How to Test AI Agents That Write or Update Test Code Without Shipping Broken Assertions

AI agents that write or update test code can save time, but they can also ship the most annoying kind of failure, code that looks correct, runs green once, and then silently checks the wrong thing. In Test automation, that is worse than a hard failure. A broken assertion can keep CI green while coverage erodes, and that means a regression can survive until production.

If your team is evaluating how to test AI agents that write test code, the goal is not to trust the agent less, it is to put the right controls around it. Treat generated tests as untrusted code until they pass a layered validation pipeline. The same applies whether the agent is creating new coverage, refactoring old Selenium tests, or updating locators after a UI change.

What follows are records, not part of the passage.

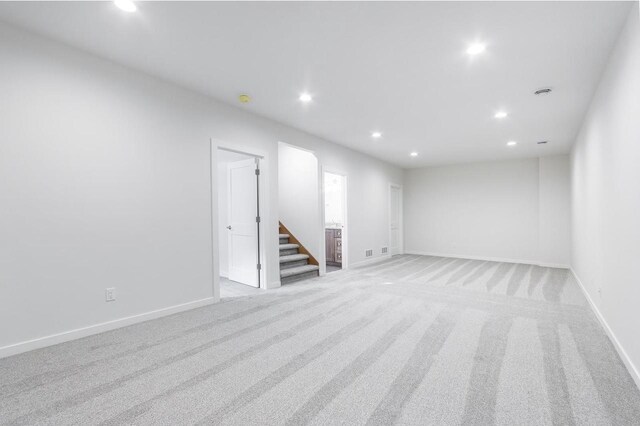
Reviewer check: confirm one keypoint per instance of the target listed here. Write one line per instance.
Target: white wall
(505, 210)
(606, 196)
(105, 181)
(554, 210)
(299, 196)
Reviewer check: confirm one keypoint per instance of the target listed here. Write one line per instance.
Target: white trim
(266, 256)
(491, 259)
(633, 371)
(368, 261)
(54, 339)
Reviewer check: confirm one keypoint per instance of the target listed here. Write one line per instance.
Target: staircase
(296, 263)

This article lays out a practical workflow for validating autonomous test code updates before they land in your suite. It focuses on the failure modes SDETs and QA automation owners actually see, broken assertions, unstable selectors, overly broad waits, and tests that pass for the wrong reason.

What can go wrong when an agent writes test code

Code-writing agents fail in predictable ways, and most of them are not syntax errors.

1. They assert the wrong thing

A generated test might verify that a button exists, but not that the action completed. It might assert a text label on the page, while the real user-facing guarantee lives in an API response, local storage value, or audit log.

The most dangerous generated test is the one that passes while checking the wrong business behavior.

2. They overfit to current DOM structure

Agents often choose selectors that are easy to find right now, like .btn.primary or a nested XPath. Those selectors may break the next time the frontend team renames a class or rearranges markup.

3. They rely on brittle waits

If an agent generates waitForTimeout(5000) or a similar sleep-based pattern, the test may pass locally and still become flaky under CI load. Good test code waits for a condition, not a guessed duration.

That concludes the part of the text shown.